Can Your Landlord Evict You?

The good news: The fact that almost all medical cannabis registries are off-limits to the general public means that your landlord can’t search for your name in a database.

The bad news: Cannabis.org could find no state that has set up specific legal protections for medical cannabis patients who get caught growing or using in the their homes. If you have a good relationship with your landlord, your best bet would be to discuss your medical needs and/or your plans to grow cannabis and get an OK from them before hand.

If you worry that growing cannabis will get you evicted, it might be worth it to buy from a collective or have a caregiver grow for you.

Will Health Insurance Cover You or Penalize You?

The good news: Is Blue Cross/Blue Shield going to kick you off your plan because you’re a medical cannabis patient? Not likely. Just like landlords and employers, insurance companies have no access to most medical cannabis registries and the details of your medical records will always be private under the federal Health Insurance Portability and Accountability Act (HIPPA).

The bad news: Health insurance companies refuse to cover medical cannabis because of its continued categorization as a Schedule I substance under the controlled Substances Act. Until the Federal Government Tells the Truth! that Cannabis IS Medicine! and reschedules it, patients are on their own when it comes to covering the cost of their treatment.

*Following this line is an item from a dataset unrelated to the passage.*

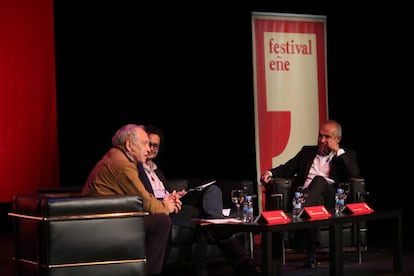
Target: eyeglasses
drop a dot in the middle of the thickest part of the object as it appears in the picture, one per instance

Non-coverage from health insurance policies is one of the reasons a lot of patients opt to culitvate their own medicine and why it’s vital to support the right to grow in any medical cannabis program.

Better Safe Than Sorry

Although we hope this helped answer some of your basic questions about registries and privacy, this is only a general guide. Regulations vary from state to state and the onus is on you as a patient to know the laws and stay within your legal rights. Call the state agency in charge of the registry and ask them all your privacy questions directly.

It’s time to know your rights and protect yourself from any negative consequences related to treating your ailments with medical cannabis.